Wattpad, ce n’est pas neuf, mais le phénomène commence à faire couler quelques lignes dans les médias. En préparation d’un article pour le Figaro, Jules Darmanin m’a posé quelques questions…
— Comment avez-vous découvert Wattpad ?
— Pour moi, Wattpad est dans le paysage depuis des années, mais je n’y prêtais pas attention parce que des djeuns (1) y publiaient des fan fictions (2) majoritairement en anglais (3). Ces trois raisons me tenaient à l’écart de la plateforme. Avec mon blog et mes livres, je croyais détenir les clés du paradis de l’auteur numéricus… Sauf que l’audience des blogs pour le romanesque n’a jamais été glorieuse, ni les interfaces très adaptées, alors quand j’ai lancé mon feuilleton 1 minute, j’ai testé Wattpad (en synchronie avec Neil Jomunsi). Au début pour voir, puis avec de plus en plus d’enthousiasme.
— Voyez-vous ça comme un retour de la littérature en feuilleton ?

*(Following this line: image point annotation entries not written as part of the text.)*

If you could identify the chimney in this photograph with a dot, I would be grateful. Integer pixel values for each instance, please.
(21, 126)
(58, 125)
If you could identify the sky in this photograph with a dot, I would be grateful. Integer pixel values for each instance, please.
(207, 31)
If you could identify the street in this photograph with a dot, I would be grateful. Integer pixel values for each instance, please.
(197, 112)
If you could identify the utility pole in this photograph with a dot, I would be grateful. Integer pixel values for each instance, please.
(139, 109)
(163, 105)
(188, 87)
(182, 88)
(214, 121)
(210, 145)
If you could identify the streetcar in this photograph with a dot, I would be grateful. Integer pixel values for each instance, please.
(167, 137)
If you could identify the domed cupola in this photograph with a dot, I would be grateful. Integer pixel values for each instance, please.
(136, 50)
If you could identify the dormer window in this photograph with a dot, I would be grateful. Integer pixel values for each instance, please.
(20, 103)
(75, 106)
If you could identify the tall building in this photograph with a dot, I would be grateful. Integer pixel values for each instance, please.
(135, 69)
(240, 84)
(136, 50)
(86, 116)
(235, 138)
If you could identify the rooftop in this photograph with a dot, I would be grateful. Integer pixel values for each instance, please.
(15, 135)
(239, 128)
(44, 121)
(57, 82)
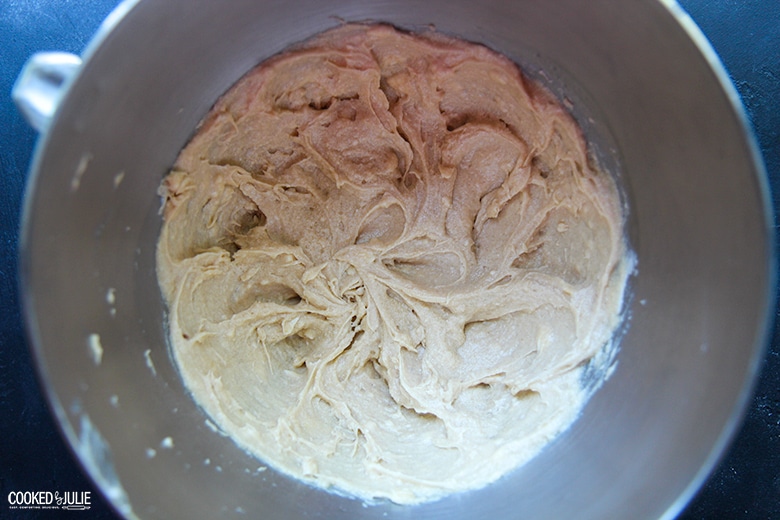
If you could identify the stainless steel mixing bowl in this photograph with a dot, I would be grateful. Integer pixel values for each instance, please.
(659, 110)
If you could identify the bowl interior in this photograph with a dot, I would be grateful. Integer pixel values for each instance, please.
(657, 113)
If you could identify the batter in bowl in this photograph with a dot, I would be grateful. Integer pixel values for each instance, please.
(387, 260)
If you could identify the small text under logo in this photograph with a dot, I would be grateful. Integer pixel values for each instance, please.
(72, 500)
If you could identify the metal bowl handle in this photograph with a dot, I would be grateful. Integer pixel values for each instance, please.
(41, 84)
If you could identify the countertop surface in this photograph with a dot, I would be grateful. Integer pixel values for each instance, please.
(33, 455)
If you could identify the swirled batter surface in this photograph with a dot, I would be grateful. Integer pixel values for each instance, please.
(387, 259)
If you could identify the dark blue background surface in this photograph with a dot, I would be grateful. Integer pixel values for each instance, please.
(33, 456)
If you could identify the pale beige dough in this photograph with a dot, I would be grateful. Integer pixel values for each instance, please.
(387, 260)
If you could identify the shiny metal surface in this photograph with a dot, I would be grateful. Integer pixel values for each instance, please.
(662, 113)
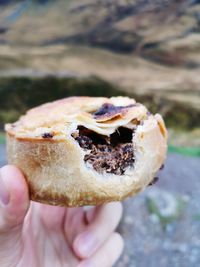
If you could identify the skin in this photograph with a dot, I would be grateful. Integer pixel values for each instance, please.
(37, 235)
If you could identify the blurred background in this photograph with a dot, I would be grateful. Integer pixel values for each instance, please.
(146, 49)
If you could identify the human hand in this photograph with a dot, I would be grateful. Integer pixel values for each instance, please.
(38, 235)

— Qu’est-ce qu’un blog sinon un feuilleton ? Ça me fait bien rigoler quand on nous promet un retour de quelque chose de déjà imposant dans le paysage littéraire contemporain, sauf pour les aveugles. OK, le blog romanesque n’est pas dominant, alors, depuis des années, des éditeurs découpent des ebooks en épisodes et les publient hebdomadairement ou mensuellement, sans succès fracassant. Parce que ces textes n’ont ni été pensés pour le Net ni pour des lecteurs nomades adeptes du smartphone. Wattpad nous place dans une autre situation : il nous offre une audience à condition que nous écrivions pour elle, quitte à essayer de l’arracher à sa zone de sécurité.
— Quel genre d’interactions avez-vous avec vos lecteurs ? Avec d’autres auteurs ?

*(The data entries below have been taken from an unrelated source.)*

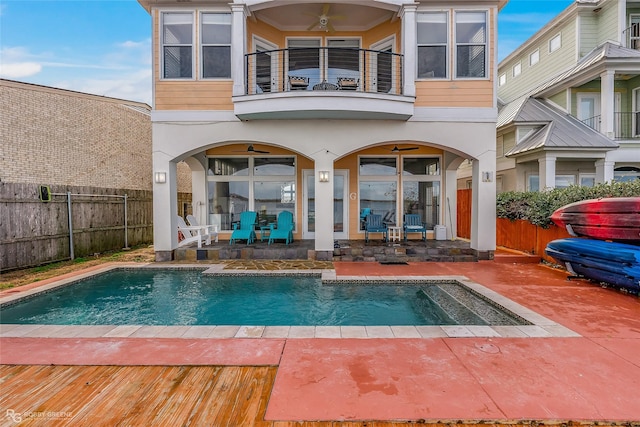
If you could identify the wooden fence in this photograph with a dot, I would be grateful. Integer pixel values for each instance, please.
(519, 235)
(464, 214)
(34, 232)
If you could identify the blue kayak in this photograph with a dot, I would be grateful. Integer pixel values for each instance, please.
(609, 262)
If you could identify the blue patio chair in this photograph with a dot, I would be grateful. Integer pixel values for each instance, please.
(412, 223)
(374, 224)
(245, 229)
(283, 229)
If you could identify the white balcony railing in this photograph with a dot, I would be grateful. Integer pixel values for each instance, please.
(324, 69)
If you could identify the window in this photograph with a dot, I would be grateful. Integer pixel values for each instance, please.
(432, 45)
(177, 45)
(534, 57)
(216, 45)
(555, 43)
(587, 179)
(266, 185)
(517, 69)
(471, 44)
(564, 181)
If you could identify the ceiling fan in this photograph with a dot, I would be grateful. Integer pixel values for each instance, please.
(397, 150)
(323, 20)
(251, 149)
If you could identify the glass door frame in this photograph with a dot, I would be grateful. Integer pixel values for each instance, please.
(310, 173)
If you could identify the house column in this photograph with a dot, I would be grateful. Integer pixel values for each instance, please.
(547, 172)
(483, 205)
(165, 206)
(324, 204)
(604, 171)
(238, 48)
(409, 48)
(198, 188)
(607, 103)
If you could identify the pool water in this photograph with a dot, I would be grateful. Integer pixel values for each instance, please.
(171, 297)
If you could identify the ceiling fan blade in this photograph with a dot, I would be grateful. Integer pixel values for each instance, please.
(397, 150)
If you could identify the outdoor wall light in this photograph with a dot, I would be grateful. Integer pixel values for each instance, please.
(161, 177)
(323, 176)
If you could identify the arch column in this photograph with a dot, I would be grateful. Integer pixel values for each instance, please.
(199, 194)
(324, 205)
(165, 207)
(483, 205)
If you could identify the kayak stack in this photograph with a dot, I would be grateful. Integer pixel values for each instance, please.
(606, 248)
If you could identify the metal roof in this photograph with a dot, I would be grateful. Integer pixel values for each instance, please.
(560, 130)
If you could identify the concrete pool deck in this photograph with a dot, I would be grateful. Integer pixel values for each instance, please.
(590, 376)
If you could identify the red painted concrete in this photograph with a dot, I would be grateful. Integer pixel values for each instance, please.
(540, 379)
(594, 377)
(139, 351)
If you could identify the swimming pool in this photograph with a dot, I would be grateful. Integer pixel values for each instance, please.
(174, 297)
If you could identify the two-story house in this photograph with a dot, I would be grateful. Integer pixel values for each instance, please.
(326, 110)
(572, 100)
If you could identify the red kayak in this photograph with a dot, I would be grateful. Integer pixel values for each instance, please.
(613, 218)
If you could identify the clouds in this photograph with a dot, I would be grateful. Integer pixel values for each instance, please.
(120, 70)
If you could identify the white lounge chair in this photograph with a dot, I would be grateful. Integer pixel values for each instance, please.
(211, 229)
(192, 234)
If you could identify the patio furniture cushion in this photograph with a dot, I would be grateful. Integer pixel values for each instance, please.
(374, 224)
(245, 229)
(412, 223)
(283, 230)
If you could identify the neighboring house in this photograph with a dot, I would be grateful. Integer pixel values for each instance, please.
(324, 109)
(571, 97)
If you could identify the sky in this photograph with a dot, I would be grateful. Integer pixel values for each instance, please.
(103, 47)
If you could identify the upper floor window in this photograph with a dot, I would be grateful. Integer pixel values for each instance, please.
(534, 57)
(471, 44)
(555, 43)
(432, 45)
(177, 45)
(216, 45)
(517, 69)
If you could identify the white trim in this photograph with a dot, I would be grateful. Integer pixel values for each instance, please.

— Je retrouve la même fraîcheur et spontanéité dans les commentaires qu’au début des blogs. Pas de réserve, de retenue. Les lecteurs disent ce qu’ils pensent et ce qu’ils ressentent. J’ai un peu l’impression d’écrire avec les lecteurs perchés sur mes épaules. C’est très motivant, une sorte d’émulation sociale. Parfois je reçois de véritables analyses qui témoignent chez de jeunes lecteurs d’une extraordinaire perspicacité. La communauté est joyeuse, avec cette idée qu’expérimenter ne nous demande qu’un peu d’audace. Un concept assez éloigné de l’espace littéraire traditionnel.
— Quelles ont été vos plus grandes surprises lorsque vous avez parcouru la plateforme ?

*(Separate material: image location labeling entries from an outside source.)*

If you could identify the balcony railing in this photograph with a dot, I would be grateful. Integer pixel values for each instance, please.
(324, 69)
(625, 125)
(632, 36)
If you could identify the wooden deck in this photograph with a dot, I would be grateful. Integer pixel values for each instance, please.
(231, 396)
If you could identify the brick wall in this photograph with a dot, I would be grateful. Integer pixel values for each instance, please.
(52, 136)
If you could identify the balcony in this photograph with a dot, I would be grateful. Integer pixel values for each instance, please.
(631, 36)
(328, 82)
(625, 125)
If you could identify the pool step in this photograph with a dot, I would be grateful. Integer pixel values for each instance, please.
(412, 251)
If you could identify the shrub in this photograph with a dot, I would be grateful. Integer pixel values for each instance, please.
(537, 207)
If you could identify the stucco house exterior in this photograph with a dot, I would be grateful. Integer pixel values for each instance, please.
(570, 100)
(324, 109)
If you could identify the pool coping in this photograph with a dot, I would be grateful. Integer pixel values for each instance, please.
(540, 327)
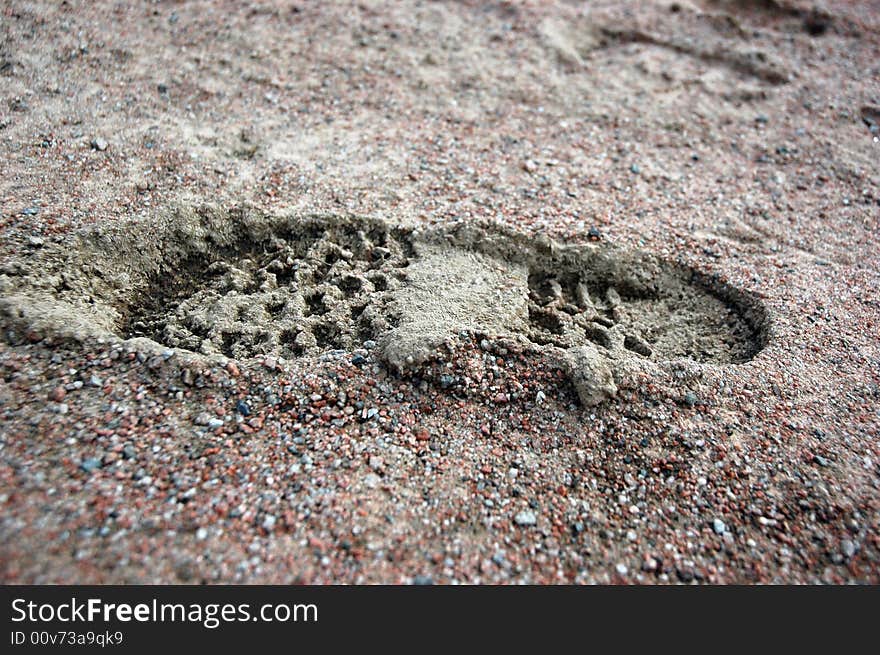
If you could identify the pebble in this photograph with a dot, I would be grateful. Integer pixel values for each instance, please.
(90, 465)
(526, 518)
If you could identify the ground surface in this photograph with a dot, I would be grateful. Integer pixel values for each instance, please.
(736, 138)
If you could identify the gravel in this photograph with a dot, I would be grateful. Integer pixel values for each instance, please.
(119, 466)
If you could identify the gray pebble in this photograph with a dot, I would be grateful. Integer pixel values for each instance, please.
(526, 518)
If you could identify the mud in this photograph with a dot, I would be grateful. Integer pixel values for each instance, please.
(243, 284)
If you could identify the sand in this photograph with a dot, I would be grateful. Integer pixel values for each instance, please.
(439, 292)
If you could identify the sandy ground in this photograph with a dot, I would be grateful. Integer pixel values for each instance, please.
(737, 138)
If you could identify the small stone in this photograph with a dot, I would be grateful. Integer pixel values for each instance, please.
(90, 465)
(526, 518)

— En France, l’air de rien, des centaines de milliers de jeunes lecteurs lisent de jeunes auteurs. Alors, oui, on trouve des fautes, des lourdeurs, mais quelle joie de voir émerger en direct une nouvelle génération de passionnés de littérature. Ils sont obsédés par les fan fictions, les romances style After, les super héros supra lucides… tout en restant assez curieux pour avoir visité mes minutes plus de 120 000 fois. Si j’étais éditeur, je passerais mon temps sur Wattpad et cesserais de m’intéresser aux manuscrits envoyés par la poste. En tant qu’auteur, je vais là où se trouvent les lecteurs en même temps qu’un champ de liberté.